Thursday, October 7, 2010

12WBT +18

It's heeeeeeeeeeerrrrrrrrrrrrrrrrrrrreeeeeeeeeeeeee.


Everybody's favourite day of the week.


Let's hear it, kiddies - weigh-in Weds is upon us!!!


I stood in the bathroom wondering.  Should I do it?  Face the music?  Or should I just chicken out and make up the weight I feel like I am.  It's not like anyone would notice, is it? ;)


I braved it.  Twice.  The first time I thought I mis-read it in my haste to get off.  The second time confirmed it.  I lost weight.  Wifey was bang on the money...almost.  She said I'd lost weight but did I believe her?  Nope.  Maybe I should start ;)  A loss of 3.1kgs (so far 4.3kg or 4.1% gone).  I was blown away.  Just goes to show, I don't yet know my own body (though did think I started the program around 105kgs without having weighed myself at the time, so that wasn't a bad guess).

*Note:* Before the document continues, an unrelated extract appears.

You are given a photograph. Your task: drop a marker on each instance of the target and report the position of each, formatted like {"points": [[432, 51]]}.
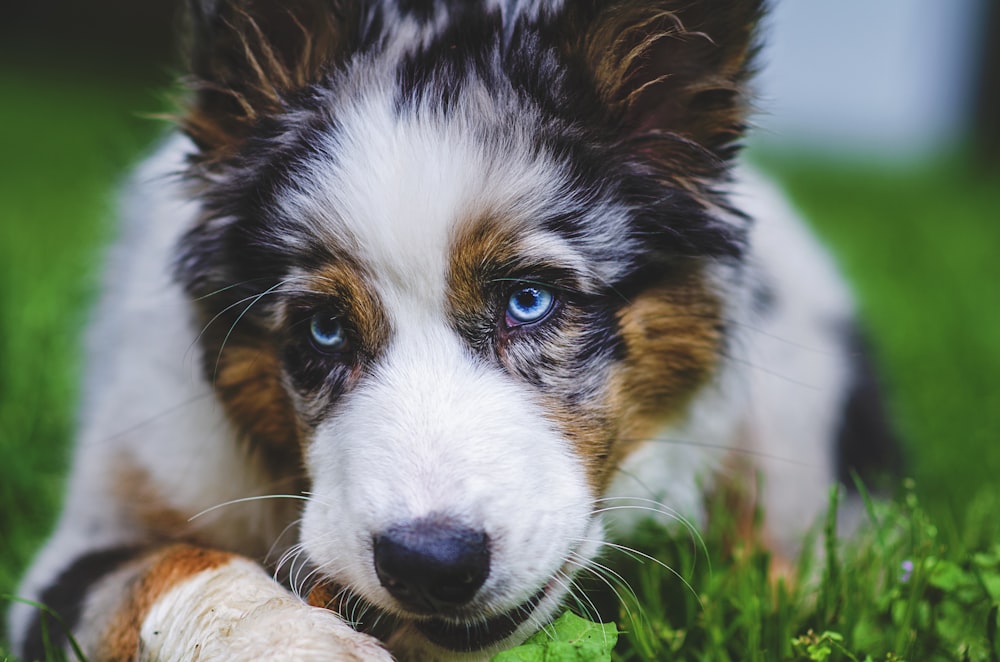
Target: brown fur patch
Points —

Made for a good day - especially since I wasn't overly happy with the lunch set out for us.  Not happy at all.  Hardly worth even eating anything.  Okay, to be fair, it wasn't until I got home from work and went for a power walk with Wifey that I decided I was feeling more peckish than I had thought.  Mind over matter.


Mish has put in one of my all time favouritist dishes - in the world - ever - on the menu.  Risotto.  Wifey used to ask what I felt like for dinner and I would enthusiastically reply, RISOTTO.  I could eat it every night...but in moderation now, of course :)

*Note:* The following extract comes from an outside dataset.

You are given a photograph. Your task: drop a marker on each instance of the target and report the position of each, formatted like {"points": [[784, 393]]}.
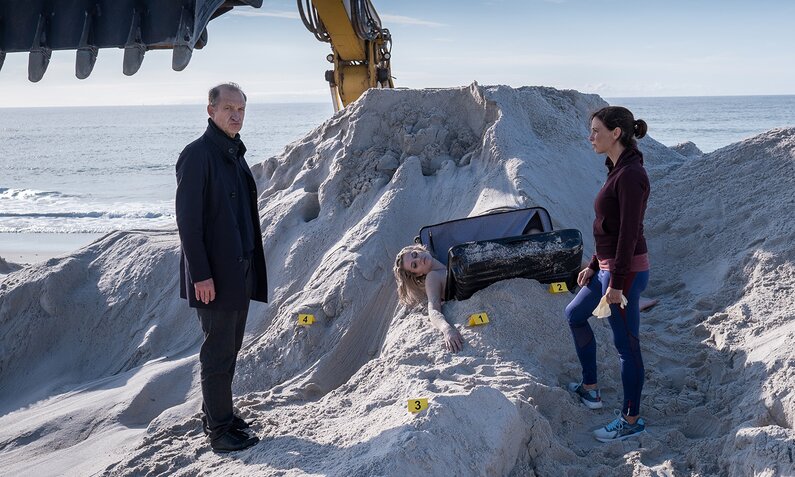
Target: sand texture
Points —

As I was watching Mish's live video a thought went through my head (I am savouring it, don't worry).  Does Mish go through the blogs?  Does she have little 'spies' doing it?  (By 'spies' I mean sidekicks or helpers - nothing derogatory.)  Clearly she can't read them all - there are a heck of a lot of them going on (and I must confess, I do enjoy reading other people's and reading of their journey).


Okay.  So I went nosing around the forums.  I started off there with a hiss and a roar at the beginning, but now I very rarely go in.  Why?  Because there's too much going on - a lot of it isn't really relevant to me (seems to be a huge emphasis in there on (a) women's issues or (b) kids/families - there isn't really a "space" for me).  Another reason, and this is going to sound really rude, is that a topic thread may be started and people just go right of on tangents that are so not related...when they could just start their own thread.  I guess I'm like this in real time, too.  I much prefer blending in and saying very little.  Could be why I blog - I can write what I like and not care whether people are reading or not 'cos at the end of the day I'm really only doing it for myself.  
Anyhow, I've gone off on one of those tangents mentioned above...  It's great to see so many people achieving their goals, though seeing some people who, to me, are sticks in the first place wanting to lose 10kgs etc is rather off-putting.  I put down in the pre-season task that "gyms are for fit people, not fat people".  Being a fatty, I don't feel comfortable around people who really have no real reason in my mind to complain about their bodies - but do.  Consider it jealousy ;)


Don't mind me grumbling.  It happens often ;)  People just ignore me.  I accept that.